One thing to note when considering doing facial exercises at home is that wrinkles are developed in the skin through a breakdown of collagen and overuse of expressions on the face. It is possible, although more research is needed, that practicing facial exercises may exacerbate the issue of wrinkles, causing more to appear as you continue to stretch and move the skin on your face as you age.
“Repetitive facial movements and exaggerations of normal facial expressions can cause stretching of the delicate facial tissues which might potentially contribute towards sagging,” warns Coppola. “We also know that dynamic facial movements can cause an increase in wrinkles in our face.”
As much as we would all love a long lasting cure to wrinkles as simple as stretching out our faces each day, facial exercises may not be that solution.
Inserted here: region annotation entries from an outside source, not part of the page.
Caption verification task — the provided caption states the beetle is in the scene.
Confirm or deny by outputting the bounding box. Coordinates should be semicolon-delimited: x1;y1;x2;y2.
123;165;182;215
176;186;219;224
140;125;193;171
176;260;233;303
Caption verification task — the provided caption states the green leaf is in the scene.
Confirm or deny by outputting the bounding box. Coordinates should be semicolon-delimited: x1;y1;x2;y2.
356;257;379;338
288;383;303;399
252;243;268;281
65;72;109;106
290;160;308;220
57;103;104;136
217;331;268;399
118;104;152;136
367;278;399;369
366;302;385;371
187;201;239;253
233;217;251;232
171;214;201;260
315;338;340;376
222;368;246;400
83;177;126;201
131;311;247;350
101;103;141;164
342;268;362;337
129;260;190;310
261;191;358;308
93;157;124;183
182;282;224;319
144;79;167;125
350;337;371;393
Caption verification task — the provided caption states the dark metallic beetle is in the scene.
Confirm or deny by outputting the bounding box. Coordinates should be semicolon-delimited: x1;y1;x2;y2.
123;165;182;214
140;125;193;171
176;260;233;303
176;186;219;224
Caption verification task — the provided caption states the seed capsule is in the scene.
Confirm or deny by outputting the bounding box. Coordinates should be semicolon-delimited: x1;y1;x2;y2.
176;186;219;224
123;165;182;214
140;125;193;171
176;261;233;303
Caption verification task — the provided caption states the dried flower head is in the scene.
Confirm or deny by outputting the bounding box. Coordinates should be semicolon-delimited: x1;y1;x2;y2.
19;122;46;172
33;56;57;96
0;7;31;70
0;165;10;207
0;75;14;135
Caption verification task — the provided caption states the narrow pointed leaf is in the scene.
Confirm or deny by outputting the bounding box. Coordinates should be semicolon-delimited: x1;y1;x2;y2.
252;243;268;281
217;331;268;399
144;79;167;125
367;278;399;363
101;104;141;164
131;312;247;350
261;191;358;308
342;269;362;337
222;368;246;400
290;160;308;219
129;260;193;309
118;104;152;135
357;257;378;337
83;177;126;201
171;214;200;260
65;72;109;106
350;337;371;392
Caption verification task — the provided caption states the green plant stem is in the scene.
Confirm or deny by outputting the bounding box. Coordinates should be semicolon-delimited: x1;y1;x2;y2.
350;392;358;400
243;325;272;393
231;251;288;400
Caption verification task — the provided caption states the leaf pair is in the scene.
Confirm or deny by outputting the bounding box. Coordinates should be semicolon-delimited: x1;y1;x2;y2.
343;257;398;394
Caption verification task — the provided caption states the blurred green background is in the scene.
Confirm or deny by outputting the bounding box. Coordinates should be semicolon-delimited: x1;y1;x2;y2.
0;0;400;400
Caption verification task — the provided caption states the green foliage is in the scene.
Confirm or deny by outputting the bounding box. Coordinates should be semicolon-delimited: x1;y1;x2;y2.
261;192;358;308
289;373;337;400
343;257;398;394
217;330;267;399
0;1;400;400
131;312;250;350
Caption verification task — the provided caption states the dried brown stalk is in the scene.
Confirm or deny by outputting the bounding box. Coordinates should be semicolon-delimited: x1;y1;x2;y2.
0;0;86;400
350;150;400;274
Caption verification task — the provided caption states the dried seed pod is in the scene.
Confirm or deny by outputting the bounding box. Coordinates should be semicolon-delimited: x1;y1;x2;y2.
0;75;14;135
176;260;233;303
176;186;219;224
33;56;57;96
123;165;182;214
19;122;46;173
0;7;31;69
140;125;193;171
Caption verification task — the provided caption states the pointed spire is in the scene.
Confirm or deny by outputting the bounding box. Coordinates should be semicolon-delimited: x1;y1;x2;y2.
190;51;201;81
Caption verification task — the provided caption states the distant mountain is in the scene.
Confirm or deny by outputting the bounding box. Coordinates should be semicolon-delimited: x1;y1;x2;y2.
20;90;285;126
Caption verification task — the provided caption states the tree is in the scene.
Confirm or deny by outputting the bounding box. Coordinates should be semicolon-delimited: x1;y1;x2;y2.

Although massaging your face will naturally increase blood flow and have minimal benefits on your skin in the short term, in the long run it’s unlikely that you will experience profound changes in your complexion as a result of facial exercises.
While studies have shown that there may be small benefits in tightening your skin, more research is ultimately needed to determine if facial exercises are really worth your time or money. In the meantime, you will be better served sticking to tried and true skincare solutions such as the use of a retinol serum, keeping your skin protected with SPF, and drinking plenty of water to stay hydrated and fresh at any age.